Before the massive earthquake and tsunami in Japan on March 11, 2011, about a third of the country’s electricity was supplied by the 54 nuclear power plants scattered throughout the country. In the intervening time, those nuclear reactors not directly damaged on March 11 have been shutting down for inspections and public opposition is preventing their re-start. The final plant remaining online, the number 3 reactor at the Tomari plant in Hokkaido, will be powered down late Saturday night into Sunday morning.
The Washington Post describes the political process by which the plants have been shut down:
The break from nuclear power is less a matter of policy than political paralysis. Japan’s central government has recommitted to nuclear power in the wake of last year’s triple meltdown at Fukushima Daiichi, but those authorities haven’t yet convinced host communities and provincial governors that nuclear power is necessary — or that a tarnished and yet-unreformed regulatory agency is up to the job of ensuring safety.

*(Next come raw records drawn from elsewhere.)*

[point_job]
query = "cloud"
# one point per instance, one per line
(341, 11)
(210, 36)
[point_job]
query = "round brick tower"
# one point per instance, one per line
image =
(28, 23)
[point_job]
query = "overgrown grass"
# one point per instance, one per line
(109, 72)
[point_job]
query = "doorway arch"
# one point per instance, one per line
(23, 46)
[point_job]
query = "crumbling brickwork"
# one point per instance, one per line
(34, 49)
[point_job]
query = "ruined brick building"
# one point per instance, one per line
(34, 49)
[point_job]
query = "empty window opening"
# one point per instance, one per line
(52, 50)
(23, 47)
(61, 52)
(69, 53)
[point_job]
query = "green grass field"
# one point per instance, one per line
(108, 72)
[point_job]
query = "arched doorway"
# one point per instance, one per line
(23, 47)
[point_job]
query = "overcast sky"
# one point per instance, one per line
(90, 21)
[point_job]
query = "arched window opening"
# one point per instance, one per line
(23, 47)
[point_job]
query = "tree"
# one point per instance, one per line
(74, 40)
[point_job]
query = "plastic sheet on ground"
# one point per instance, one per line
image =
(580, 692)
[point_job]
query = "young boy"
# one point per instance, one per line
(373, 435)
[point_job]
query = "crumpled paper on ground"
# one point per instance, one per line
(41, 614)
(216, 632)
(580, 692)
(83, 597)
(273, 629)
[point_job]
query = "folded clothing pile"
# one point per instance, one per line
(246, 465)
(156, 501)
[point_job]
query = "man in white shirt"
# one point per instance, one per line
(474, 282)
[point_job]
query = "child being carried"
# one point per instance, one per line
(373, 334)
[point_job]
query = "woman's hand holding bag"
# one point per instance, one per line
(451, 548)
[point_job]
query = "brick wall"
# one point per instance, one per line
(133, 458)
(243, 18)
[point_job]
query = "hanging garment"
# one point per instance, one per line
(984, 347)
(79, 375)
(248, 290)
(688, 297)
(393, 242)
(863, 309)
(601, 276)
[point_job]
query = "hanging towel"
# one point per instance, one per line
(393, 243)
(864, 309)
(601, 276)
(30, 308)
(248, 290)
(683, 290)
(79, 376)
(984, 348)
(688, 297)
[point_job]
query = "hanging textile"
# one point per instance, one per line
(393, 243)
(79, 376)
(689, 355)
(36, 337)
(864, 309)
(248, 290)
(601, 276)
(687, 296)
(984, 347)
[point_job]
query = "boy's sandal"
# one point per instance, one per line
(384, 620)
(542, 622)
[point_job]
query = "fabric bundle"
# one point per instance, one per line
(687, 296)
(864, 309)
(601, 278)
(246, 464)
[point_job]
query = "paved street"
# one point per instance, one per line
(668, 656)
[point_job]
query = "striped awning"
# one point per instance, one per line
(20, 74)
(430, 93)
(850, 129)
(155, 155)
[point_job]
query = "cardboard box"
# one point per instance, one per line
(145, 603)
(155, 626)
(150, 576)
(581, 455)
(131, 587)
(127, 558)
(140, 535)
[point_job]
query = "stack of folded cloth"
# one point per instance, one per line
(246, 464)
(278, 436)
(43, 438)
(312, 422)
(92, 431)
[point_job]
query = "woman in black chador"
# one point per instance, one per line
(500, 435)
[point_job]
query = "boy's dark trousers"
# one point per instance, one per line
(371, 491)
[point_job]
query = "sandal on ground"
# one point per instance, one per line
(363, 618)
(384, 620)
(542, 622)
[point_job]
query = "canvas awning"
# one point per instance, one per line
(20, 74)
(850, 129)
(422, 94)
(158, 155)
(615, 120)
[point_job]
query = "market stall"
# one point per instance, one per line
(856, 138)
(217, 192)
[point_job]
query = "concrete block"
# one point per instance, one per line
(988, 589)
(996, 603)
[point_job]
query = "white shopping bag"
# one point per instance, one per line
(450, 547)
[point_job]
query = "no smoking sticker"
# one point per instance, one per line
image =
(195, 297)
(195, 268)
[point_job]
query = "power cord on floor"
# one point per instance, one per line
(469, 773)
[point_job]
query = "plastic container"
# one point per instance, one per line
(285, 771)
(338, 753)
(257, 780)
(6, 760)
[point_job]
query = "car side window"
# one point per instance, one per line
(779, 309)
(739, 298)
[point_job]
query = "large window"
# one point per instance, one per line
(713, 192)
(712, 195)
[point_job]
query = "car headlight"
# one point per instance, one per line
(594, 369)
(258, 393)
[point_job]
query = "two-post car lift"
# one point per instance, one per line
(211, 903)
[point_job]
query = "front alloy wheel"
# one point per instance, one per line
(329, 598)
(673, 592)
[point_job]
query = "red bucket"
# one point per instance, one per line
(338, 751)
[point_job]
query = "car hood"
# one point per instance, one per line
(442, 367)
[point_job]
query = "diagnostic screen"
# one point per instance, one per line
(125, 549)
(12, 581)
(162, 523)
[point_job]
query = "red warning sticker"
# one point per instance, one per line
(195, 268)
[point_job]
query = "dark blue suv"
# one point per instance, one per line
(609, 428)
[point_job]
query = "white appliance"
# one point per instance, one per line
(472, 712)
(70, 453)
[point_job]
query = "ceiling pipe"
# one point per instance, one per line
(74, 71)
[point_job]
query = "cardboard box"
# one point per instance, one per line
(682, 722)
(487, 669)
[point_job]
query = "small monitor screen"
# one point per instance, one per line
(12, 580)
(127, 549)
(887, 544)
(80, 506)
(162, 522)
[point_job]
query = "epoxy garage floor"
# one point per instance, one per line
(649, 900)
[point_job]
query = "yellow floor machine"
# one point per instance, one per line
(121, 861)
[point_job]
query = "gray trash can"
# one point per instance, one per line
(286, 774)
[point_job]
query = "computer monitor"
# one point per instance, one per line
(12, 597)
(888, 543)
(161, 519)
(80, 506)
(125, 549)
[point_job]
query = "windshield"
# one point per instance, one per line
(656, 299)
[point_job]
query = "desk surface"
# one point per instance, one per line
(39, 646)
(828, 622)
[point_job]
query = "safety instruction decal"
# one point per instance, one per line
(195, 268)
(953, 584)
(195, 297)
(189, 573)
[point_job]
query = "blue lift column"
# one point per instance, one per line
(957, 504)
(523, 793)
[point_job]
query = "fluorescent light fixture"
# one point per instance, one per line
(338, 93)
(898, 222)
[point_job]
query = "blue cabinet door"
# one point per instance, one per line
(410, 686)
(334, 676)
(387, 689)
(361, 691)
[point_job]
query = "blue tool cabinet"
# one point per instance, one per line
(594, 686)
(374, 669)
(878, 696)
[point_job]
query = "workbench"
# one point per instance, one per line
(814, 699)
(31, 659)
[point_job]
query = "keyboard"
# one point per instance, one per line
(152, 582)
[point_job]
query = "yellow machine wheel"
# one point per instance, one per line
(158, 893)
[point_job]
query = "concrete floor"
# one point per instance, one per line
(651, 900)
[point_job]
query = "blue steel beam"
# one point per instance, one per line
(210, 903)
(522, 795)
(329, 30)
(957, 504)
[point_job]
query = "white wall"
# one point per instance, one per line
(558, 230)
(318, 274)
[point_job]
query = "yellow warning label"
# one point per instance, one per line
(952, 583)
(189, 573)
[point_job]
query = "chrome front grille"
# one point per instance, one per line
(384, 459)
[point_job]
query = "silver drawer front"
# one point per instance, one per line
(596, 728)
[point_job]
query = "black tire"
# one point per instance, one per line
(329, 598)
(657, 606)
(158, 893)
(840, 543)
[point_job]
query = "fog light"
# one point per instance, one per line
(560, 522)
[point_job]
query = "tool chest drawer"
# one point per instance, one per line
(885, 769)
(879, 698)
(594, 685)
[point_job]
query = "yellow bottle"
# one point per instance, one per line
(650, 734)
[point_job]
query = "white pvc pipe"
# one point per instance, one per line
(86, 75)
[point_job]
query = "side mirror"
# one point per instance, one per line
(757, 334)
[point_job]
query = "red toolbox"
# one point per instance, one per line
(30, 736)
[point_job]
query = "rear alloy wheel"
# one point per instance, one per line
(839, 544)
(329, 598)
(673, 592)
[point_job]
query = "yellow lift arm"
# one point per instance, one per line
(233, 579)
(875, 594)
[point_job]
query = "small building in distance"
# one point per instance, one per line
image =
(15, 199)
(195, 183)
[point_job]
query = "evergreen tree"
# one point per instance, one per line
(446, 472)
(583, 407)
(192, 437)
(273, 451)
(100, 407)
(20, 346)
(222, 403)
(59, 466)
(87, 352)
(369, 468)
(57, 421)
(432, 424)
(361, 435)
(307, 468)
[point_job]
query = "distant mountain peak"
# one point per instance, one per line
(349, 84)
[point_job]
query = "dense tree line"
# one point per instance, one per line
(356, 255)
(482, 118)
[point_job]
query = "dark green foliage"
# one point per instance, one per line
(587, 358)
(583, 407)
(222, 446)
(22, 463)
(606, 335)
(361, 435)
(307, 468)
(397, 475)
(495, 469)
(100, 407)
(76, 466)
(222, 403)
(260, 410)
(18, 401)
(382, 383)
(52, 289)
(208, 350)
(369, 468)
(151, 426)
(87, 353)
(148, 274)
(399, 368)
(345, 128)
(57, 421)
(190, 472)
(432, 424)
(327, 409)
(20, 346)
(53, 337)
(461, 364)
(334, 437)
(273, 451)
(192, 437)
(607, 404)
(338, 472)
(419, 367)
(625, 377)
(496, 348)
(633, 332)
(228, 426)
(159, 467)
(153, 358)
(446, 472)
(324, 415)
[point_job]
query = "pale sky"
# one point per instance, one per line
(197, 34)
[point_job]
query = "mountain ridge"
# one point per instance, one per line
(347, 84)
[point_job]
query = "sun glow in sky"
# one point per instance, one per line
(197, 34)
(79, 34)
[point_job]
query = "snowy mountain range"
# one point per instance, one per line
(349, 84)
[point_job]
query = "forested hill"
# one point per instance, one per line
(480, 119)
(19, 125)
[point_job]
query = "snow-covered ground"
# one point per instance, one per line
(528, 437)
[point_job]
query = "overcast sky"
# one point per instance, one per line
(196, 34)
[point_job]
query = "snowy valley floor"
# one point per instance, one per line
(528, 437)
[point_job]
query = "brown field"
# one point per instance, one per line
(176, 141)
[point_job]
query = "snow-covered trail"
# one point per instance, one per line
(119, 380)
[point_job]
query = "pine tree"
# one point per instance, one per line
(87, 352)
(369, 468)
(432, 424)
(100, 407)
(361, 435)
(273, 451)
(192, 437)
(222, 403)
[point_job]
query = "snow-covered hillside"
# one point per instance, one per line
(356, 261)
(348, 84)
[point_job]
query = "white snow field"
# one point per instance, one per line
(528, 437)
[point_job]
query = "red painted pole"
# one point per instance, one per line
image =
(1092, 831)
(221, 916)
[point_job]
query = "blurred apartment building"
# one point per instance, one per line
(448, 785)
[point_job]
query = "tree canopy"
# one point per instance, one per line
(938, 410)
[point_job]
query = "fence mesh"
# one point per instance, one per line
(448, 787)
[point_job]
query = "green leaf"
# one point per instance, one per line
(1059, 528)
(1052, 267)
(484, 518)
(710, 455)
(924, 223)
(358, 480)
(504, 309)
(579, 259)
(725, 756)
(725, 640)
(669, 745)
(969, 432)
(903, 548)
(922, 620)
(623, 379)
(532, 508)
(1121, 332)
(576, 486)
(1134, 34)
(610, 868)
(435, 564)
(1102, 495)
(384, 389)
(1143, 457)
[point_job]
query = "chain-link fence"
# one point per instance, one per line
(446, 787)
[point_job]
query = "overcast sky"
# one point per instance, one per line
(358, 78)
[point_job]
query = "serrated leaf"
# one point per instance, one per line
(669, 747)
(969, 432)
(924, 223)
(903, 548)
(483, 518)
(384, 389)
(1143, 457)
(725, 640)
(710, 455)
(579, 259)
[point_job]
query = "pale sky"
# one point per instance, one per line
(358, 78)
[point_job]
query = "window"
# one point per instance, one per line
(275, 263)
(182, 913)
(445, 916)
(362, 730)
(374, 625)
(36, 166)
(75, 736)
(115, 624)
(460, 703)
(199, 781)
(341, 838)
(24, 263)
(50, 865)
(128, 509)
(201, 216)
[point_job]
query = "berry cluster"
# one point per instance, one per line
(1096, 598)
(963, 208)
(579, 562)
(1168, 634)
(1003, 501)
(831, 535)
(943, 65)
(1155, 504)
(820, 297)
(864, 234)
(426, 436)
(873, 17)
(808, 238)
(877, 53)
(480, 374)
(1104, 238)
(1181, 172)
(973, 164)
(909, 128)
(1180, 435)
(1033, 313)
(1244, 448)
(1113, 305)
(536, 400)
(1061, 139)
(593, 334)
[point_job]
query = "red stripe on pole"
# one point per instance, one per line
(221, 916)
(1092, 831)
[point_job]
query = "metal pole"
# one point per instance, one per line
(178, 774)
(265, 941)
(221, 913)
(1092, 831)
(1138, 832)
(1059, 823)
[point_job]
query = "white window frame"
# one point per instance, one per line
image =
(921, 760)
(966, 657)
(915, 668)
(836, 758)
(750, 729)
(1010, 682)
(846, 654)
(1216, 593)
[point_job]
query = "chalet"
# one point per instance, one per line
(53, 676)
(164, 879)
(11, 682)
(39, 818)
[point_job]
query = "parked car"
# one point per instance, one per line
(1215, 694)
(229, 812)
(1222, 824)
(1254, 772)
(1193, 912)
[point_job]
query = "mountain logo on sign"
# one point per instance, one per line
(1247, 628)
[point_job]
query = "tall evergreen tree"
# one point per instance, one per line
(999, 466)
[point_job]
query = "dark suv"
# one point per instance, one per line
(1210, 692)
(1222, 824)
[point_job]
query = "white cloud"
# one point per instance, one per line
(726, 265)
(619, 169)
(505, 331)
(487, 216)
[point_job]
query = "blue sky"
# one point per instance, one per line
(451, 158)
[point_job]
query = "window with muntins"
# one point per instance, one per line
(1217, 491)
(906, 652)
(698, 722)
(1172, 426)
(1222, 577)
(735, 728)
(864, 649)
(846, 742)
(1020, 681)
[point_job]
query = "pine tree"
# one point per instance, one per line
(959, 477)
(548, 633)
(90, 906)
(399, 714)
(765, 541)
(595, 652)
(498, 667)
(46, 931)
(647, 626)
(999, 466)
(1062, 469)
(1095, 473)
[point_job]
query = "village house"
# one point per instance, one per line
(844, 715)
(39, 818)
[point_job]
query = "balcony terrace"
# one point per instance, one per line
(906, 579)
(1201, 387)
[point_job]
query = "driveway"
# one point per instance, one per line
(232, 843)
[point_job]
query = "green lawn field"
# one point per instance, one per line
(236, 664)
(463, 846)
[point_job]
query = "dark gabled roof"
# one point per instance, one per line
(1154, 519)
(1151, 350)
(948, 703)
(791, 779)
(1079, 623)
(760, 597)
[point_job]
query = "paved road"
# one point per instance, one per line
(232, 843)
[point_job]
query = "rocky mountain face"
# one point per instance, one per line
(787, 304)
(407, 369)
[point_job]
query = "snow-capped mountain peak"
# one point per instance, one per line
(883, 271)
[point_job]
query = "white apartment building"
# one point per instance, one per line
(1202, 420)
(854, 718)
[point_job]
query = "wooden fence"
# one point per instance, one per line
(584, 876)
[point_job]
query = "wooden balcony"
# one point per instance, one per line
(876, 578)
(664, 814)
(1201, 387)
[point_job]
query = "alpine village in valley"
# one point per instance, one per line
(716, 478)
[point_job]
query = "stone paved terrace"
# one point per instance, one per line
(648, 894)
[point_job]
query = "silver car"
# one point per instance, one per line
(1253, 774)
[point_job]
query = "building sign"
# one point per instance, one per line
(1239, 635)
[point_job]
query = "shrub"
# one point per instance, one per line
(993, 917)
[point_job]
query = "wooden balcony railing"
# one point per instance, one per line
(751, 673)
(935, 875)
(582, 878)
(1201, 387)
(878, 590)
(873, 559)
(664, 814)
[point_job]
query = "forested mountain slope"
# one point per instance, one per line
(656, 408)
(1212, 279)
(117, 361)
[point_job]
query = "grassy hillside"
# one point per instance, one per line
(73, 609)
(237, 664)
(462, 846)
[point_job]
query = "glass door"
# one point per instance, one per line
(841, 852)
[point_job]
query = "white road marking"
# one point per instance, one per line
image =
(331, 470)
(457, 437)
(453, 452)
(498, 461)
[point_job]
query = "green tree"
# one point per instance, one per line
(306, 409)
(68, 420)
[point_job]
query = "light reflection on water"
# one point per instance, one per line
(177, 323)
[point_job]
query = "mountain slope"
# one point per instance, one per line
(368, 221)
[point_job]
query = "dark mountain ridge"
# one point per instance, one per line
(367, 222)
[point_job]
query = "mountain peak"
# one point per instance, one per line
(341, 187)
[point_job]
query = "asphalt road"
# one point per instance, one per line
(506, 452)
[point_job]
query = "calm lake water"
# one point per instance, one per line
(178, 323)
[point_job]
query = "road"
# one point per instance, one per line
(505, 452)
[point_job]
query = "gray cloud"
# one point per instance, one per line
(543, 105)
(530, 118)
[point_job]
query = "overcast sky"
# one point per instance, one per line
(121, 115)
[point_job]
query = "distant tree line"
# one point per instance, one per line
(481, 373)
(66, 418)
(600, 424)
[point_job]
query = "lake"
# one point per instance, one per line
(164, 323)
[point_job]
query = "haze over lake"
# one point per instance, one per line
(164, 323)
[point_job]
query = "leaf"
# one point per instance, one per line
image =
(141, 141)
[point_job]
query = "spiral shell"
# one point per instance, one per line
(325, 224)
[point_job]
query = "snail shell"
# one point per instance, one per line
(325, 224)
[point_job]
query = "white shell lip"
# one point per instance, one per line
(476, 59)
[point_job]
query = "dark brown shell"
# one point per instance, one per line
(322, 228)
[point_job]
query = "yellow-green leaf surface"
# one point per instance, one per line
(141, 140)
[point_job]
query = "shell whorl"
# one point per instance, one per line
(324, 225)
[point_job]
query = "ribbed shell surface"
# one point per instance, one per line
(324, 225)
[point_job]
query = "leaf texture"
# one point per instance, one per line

Because Japan depends on local consensus for its nuclear decisions, those maintenance checkups — mandated every 13 months — have turned into indefinite shutdowns, and resource-poor Japan has scrambled to import costlier fossil fuels to fill the energy void.
Before the Fukushima accident, Japan operated 54 commercial reactors, which accounted for about one-third of the country’s energy supply. But in the last year, 17 of those reactors were either damaged by the March 11 earthquake and tsunami or shut down because of government request. Thirty-six others were shuttered after inspections and have not been restarted.